John Bell (c. 1783–1864) was a printer and avid collector of ballads who played a major part in the recording of the lyrics of popular songs in the north east of England.

== Life and death ==
Bell was born in about 1783, it is thought in Newcastle, and was a printer, sometime surveyor, collector (or probably more correctly, an obsessive hoarder) of anything and everything, but particularly to do with the music that was popular at the time.

Bell followed the precedent set by Joseph Ritson, an eminent and eccentric scholar from Stockton, was probably one of (if not the) first to set down some of the local dialect songs popular in the day. He published a series of “Northern Garlands” in 1793 which contained among others “The Collier's Rant”, “The Keel Row”, “Bobby Shaftoe” and “Elsie Marle.” Bell followed close behind, but adopted a more organised and professional approach.

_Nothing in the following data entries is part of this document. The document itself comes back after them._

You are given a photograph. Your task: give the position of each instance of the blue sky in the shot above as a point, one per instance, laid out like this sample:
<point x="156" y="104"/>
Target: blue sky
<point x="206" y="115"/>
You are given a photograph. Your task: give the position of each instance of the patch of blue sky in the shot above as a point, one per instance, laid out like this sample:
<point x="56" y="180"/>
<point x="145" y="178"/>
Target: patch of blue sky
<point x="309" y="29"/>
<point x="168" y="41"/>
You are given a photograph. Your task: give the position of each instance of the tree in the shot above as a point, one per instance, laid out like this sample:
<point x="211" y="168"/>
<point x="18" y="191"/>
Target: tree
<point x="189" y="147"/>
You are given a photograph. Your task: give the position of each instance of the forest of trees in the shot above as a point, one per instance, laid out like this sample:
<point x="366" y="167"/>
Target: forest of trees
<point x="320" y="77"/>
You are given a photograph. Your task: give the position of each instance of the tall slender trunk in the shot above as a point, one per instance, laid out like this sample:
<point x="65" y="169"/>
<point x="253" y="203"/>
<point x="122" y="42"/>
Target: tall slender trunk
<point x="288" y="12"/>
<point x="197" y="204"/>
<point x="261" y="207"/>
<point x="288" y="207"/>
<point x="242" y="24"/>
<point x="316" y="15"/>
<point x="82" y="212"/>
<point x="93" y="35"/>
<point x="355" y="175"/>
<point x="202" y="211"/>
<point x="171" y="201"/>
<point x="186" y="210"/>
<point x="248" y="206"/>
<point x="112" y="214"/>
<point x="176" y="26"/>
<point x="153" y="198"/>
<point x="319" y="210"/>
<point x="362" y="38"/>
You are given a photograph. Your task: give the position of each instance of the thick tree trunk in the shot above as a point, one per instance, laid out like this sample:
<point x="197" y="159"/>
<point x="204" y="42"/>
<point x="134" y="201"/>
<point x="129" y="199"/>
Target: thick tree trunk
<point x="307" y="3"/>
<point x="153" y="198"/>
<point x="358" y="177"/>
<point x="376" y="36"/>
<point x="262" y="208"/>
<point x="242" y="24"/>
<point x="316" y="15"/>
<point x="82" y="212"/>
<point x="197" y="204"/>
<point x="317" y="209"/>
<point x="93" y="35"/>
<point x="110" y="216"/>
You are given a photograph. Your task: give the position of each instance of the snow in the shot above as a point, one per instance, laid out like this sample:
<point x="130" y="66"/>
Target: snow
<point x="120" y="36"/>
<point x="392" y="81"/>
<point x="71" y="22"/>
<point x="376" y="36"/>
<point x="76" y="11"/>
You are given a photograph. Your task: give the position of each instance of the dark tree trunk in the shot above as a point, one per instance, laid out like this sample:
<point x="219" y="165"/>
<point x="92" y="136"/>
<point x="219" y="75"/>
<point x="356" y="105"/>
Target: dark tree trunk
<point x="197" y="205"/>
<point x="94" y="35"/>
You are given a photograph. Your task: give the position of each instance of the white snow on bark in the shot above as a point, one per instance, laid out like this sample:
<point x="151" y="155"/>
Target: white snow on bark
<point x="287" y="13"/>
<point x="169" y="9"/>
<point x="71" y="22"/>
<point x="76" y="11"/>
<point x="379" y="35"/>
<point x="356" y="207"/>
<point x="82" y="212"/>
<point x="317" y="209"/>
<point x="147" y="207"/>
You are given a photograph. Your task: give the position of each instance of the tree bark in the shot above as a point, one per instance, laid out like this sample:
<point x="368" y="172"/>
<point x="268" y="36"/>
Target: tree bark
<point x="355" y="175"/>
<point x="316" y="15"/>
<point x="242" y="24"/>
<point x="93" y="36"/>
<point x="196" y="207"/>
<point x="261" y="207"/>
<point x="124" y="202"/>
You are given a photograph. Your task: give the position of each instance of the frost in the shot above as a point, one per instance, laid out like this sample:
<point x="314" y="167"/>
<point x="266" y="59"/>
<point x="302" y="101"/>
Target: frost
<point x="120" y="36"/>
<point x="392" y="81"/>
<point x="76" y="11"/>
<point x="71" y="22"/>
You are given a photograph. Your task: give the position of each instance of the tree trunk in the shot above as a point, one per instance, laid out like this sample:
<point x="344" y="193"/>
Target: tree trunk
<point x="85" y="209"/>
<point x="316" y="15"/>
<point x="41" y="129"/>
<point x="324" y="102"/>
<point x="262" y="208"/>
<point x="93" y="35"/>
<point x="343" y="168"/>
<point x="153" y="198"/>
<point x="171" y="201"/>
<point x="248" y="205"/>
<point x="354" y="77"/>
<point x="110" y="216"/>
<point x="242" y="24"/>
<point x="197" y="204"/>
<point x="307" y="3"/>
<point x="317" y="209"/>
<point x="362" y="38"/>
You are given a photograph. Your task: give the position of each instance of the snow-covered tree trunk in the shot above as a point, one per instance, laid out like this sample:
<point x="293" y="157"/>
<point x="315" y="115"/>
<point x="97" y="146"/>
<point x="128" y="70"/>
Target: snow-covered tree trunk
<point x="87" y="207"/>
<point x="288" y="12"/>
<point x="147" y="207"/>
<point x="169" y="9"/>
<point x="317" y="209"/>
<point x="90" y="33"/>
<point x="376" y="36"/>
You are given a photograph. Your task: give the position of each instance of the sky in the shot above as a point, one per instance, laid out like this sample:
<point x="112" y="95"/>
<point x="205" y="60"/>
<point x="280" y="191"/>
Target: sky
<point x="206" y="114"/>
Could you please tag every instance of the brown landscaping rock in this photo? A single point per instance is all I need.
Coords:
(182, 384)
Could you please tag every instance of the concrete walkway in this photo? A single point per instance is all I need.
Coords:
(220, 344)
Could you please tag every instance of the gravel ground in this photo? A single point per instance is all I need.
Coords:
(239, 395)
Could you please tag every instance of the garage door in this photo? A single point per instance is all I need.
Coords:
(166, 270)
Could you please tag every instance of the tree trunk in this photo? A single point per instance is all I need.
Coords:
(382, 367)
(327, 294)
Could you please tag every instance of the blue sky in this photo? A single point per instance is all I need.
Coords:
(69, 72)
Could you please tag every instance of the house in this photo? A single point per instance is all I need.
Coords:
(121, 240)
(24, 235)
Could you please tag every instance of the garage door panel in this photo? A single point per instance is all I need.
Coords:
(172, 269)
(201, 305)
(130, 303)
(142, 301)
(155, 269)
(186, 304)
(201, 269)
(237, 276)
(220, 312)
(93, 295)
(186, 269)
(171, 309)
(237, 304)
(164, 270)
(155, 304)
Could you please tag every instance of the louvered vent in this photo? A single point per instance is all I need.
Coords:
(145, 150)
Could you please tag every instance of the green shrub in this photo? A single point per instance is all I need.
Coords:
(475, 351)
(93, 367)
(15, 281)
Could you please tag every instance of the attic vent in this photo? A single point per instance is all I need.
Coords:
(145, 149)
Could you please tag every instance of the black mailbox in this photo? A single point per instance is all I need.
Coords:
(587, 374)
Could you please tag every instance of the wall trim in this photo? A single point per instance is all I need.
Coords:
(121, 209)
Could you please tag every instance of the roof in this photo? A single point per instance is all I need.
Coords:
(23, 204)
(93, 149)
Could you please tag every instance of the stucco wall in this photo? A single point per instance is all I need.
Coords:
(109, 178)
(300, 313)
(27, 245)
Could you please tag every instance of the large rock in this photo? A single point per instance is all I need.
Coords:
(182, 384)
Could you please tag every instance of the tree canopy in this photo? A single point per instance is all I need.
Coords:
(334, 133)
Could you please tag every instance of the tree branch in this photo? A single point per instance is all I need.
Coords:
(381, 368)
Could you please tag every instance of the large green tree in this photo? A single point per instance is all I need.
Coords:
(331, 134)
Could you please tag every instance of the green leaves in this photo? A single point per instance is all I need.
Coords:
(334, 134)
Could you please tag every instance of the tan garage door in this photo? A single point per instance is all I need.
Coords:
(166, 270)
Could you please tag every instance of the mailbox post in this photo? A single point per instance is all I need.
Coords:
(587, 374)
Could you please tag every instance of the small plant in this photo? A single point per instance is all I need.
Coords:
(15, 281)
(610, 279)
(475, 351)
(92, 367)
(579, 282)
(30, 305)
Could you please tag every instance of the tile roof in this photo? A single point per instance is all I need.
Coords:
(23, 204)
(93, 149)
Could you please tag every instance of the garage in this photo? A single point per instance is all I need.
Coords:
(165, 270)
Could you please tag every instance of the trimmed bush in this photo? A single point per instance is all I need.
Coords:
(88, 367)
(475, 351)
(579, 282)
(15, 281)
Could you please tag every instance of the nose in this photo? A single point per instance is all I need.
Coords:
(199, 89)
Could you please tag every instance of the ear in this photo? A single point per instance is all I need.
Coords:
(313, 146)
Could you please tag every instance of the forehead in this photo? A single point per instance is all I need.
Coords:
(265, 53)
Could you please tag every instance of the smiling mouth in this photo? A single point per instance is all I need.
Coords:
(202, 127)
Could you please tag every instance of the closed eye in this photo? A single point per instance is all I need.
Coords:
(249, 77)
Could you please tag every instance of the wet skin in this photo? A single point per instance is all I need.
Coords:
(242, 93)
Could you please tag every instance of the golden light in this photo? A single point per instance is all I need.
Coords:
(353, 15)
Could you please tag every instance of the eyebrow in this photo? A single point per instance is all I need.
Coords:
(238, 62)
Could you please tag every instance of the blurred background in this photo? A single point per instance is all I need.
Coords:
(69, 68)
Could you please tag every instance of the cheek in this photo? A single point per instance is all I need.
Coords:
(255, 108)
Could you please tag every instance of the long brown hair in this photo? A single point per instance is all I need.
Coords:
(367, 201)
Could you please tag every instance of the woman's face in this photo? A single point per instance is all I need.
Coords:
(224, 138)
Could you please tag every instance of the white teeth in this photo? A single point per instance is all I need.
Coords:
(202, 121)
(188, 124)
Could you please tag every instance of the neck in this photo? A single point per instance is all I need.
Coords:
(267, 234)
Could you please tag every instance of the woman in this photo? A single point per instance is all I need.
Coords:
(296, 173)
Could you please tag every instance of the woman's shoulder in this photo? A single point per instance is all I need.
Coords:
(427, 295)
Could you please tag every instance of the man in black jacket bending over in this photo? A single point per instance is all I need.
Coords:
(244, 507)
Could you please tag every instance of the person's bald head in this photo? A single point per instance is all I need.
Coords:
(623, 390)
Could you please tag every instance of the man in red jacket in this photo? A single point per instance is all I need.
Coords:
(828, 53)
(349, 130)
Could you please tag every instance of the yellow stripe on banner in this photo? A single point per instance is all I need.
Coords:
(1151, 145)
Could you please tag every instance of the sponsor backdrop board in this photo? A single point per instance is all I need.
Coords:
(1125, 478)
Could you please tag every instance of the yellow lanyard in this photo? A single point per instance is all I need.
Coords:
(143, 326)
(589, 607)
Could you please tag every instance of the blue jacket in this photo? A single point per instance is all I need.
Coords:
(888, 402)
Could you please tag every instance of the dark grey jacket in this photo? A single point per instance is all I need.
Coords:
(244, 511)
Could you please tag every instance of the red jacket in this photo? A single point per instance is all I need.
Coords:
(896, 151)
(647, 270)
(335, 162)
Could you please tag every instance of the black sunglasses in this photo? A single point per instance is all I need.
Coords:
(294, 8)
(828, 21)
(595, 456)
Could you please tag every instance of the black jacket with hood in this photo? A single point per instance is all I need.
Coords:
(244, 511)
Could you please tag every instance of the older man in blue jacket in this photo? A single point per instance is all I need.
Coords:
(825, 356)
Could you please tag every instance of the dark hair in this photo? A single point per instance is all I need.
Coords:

His many sources ranged from the rich and famous down to the characters of the Newcastle Quayside. His book “Rhymes of Northern Bards” was published in 1812. It included “Bobby Shaftoe”, “Buy Broom Besoms”, “Water of Tyne”, “Dollia”, but with very few mining themed songs except “The Collier's Pay Week", ”Footy Agin the Wall” and “Byker Hill”. There appears to be no logic or method behind the selection of the lyrics, except that they were all local dialect, as it covers a wide range of topics including politics, history, crimes, local characters, work and pleasure. Bell had added notes which two hundred years later are historically very interesting and important.

Bell died in 1864.

== Rhymes of Northern Bards ==
The front cover of the book was as thus :-

Rhymes

Of

Northern Bards:

being a curious

Collection

of old and new

Songs And Poems,

Peculiar to the Counties of

Newcastle upon Tyne,

Northumberland, & Durham.

Edited by John Bell, Jun.

“Northumbria’s sons stand forth, by all confest

“The first and firmest of fair freedom’s train;

“Each brave Northumbrian Nurses in his breast

“The sacred spoark, unsullied by a stain.”

Newcastle upon Tyne: (printed in an old English style)

Printed for John Bell, by M. Angus & Son, and sold by them,

and other Booksellers in Town.

MDCCCXII

== Legacy ==
John Bell's part in local history is secure due to the vast amount of material from books, broadsheets, chap books and notated songs he published. His company eventually went bankrupt in 1856 and the collection was split, although many items went to another collector, Robert White, and some have ended up in the collection of Newcastle University.

In 1813, acting on an idea put forward by Bell, the Newcastle Society of Antiquaries was founded. It held its first meeting at the Turks's Head, believed to have been located in the large listed building in Grey Street.